Over the last year of performing Backstage In Biscuit Land I’ve met loads of great people. One of them is Josh, and he’s written a guest blog on a very important issue – five words that we can use to make the world a more inclusive place.
I’m Josh and I’m 24. Unlike Touretteshero I don’t have Tourettes, but I do have a significant speech impairment. I have cerebral palsy, which affects my muscles and means I make involuntary movements and occasionally noises.
While I realise that I’m significantly impaired, I am a believer in the social model of disability which, as many of you will know, says that people with impairments are only disabled because of society’s inability to react to our needs.
A very simple example is replacing a flight of stairs with a lift or ramp for wheelchair users, to enable them to access more than one level.

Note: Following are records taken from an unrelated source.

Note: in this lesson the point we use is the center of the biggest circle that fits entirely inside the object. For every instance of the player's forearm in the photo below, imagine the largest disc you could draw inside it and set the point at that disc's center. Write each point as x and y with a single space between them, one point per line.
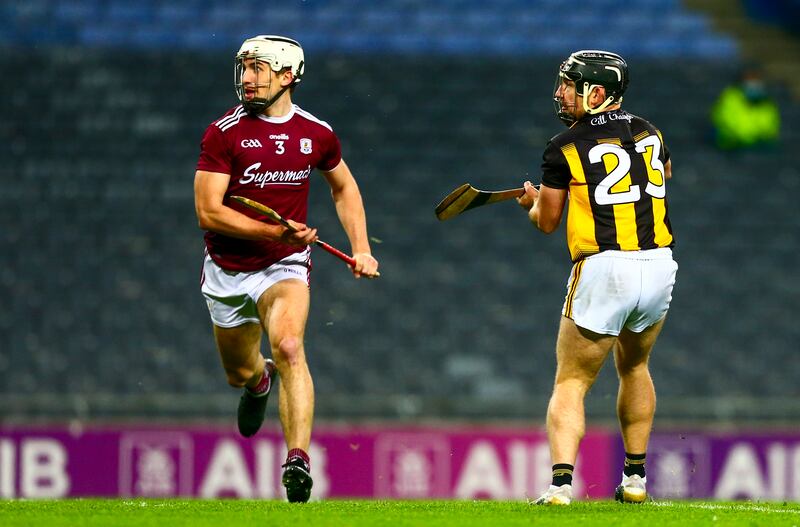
350 209
224 220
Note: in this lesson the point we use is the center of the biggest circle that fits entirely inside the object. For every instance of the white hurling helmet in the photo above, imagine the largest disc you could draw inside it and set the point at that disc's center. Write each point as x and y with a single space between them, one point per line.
276 51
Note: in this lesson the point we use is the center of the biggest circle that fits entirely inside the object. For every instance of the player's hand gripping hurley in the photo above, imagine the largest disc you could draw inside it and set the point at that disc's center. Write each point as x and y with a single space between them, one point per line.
266 211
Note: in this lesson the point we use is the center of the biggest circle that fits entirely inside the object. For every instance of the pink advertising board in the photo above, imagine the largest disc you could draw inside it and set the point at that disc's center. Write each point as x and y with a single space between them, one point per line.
359 461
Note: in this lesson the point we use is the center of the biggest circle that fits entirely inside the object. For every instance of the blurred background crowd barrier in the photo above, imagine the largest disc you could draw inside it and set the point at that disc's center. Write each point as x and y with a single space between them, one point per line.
104 104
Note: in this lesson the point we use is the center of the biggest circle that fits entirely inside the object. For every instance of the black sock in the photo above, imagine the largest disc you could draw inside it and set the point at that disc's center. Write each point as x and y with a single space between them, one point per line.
634 464
562 474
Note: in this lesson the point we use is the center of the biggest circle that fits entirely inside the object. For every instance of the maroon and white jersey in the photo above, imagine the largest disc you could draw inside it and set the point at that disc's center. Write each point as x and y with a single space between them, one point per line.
269 159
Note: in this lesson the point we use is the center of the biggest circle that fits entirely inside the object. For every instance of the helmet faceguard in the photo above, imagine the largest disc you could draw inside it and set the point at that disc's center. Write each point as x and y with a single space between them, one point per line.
590 69
279 53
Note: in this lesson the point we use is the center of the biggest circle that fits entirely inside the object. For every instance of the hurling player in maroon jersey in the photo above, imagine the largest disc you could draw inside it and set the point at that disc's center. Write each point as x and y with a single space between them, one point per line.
255 273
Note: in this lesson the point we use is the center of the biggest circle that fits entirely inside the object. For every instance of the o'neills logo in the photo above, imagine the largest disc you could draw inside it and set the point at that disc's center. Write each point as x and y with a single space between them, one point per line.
277 177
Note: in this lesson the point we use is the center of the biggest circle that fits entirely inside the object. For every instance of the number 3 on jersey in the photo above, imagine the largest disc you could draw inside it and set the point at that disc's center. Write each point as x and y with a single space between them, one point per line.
650 147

However, I find social attitudes towards my impairment to be the most disabling factor of all. It can be difficult to understand me, which I fully acknowledge. I’m in no state of denial that I have a speech impairment. This does not get me down in any way as I have lots of fantastic friends who I interact with perfectly on a daily basis.
The problem seems to come with people whom I don’t know. People seem scared or embarrassed to ask me to repeat myself and therefore do what they can to avoid interacting with me. This never gets easier.
The problem seems to revolve around the issue of confidence. Whenever I’m dealing with people who seem confident in themselves, it’s fascinating and very enjoyable for me to see how open they are at interacting with me. I find it very liberating. However, whenever I find myself trying to interact with people who are less overtly self-confident, it is not so easy.
It is shame that most people seem to find it too difficult to say something like, “Sorry mate, can you say that again?”
I’ve never had a problem and never will feel frustrated about the percentage of actual words that people understand. This varies enormously but after 5 to 10 minutes of talking, people seem to understand the majority of what I say, though I have absolutely no problem repeating myself.
While I accept it’s partly due to a lack of confidence, this should never be an excuse for bad manners. Friends tell me that other people feel embarrassed about asking me to repeat myself and therefore find it easier to walk away.
I’d love to find a way to change this.
Thank you Josh for an important and moving post.
While feeling embarrassed or worrying about being rude is understandable, we must all act to prevent this from creating disabling barriers. In addition to excluding someone, fear of asking, “Can You Say That Again?” might mean you miss out on making a friend, learning a mind-blowing fact, or meeting the love of your life.
We all have the power to change this, so let’s scrap the polite nodding and use these five simple words whenever necessary.
Hi Josh. I empathise with the frustration you must face when people see and talk to you for the first time. I sometimes get it myself. Looks are so deceiving. When they talk to your non wheelchair friend as your interpreter. No. I don’t get that, I don’t have a disability. I work to support those that do. But had you ever thought of empowering those that want to walk away? In my job, we talk about empowering people. Sounds like you are empowered enough. Confident in talking to others. But they are not confident, lack knowledge and understanding. They will however stay that way. If everyone does not empower everyone else. Why don’t you state the obvious when that person looks confused, struggles out of fear of offending you and feeling embarrassed. HEY YOU MAY NOT UNDERSTAND ME OR I YOU AS OUR "ACCENTS" ARE DIFFERENT. But stick with it, I don’t mind if you don’t. Problem solved, and a nice little icebreaker to boot. Now your both more approachable. As the song goes, "It takes two baby!"